Targeting spells and abilities check the legality of their targets twice; once as you put them on the stack, and again just before they resolve. If all their targets have become illegal at the time of the second check, it doesn't resolve at all.
If some, but not all, of its targets become illegal before the second check, the spell or ability resolves but does not affect or obtain information about those illegal targets.

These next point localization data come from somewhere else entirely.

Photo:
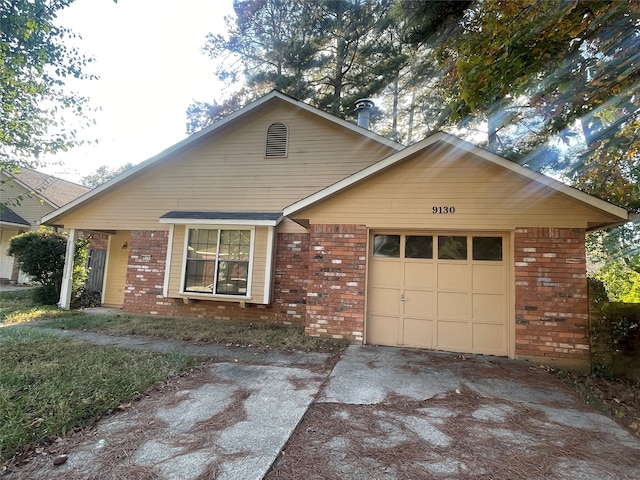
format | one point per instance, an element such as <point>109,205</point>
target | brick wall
<point>336,290</point>
<point>145,278</point>
<point>552,321</point>
<point>145,273</point>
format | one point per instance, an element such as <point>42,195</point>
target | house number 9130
<point>443,210</point>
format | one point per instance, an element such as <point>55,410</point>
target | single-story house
<point>25,197</point>
<point>284,213</point>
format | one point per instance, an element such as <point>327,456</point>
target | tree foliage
<point>555,85</point>
<point>35,60</point>
<point>103,174</point>
<point>328,53</point>
<point>41,255</point>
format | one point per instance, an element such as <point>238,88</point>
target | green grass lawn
<point>50,385</point>
<point>241,333</point>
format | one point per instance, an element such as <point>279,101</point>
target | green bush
<point>41,255</point>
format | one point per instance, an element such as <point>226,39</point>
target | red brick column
<point>337,272</point>
<point>145,272</point>
<point>552,318</point>
<point>291,275</point>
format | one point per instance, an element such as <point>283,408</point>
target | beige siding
<point>116,269</point>
<point>228,172</point>
<point>485,196</point>
<point>258,272</point>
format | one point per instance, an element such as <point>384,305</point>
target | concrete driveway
<point>381,413</point>
<point>391,413</point>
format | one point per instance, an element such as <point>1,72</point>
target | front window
<point>217,261</point>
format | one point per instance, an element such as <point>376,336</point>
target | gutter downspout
<point>67,276</point>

- Resolving Spells and Abilities
608.2b If the spell or ability specifies targets, it checks whether the targets are still legal. A target that’s no longer in the zone it was in when it was targeted is illegal. Other changes to the game state may cause a target to no longer be legal; for example, its characteristics may have changed or an effect may have changed the text of the spell. If the source of an ability has left the zone it was in, its last known information is used during this process. If all its targets, for every instance of the word “target,” are now illegal, the spell or ability doesn’t resolve. It’s removed from the stack and, if it’s a spell, put into its owner’s graveyard. Otherwise, the spell or ability will resolve normally. Illegal targets, if any, won’t be affected by parts of a resolving spell’s effect for which they’re illegal. Other parts of the effect for which those targets are not illegal may still affect them. If the spell or ability creates any continuous effects that affect game rules (see rule 613.11), those effects don’t apply to illegal targets. If part of the effect requires information about an illegal target, it fails to determine any such information. Any part of the effect that requires that information won’t happen.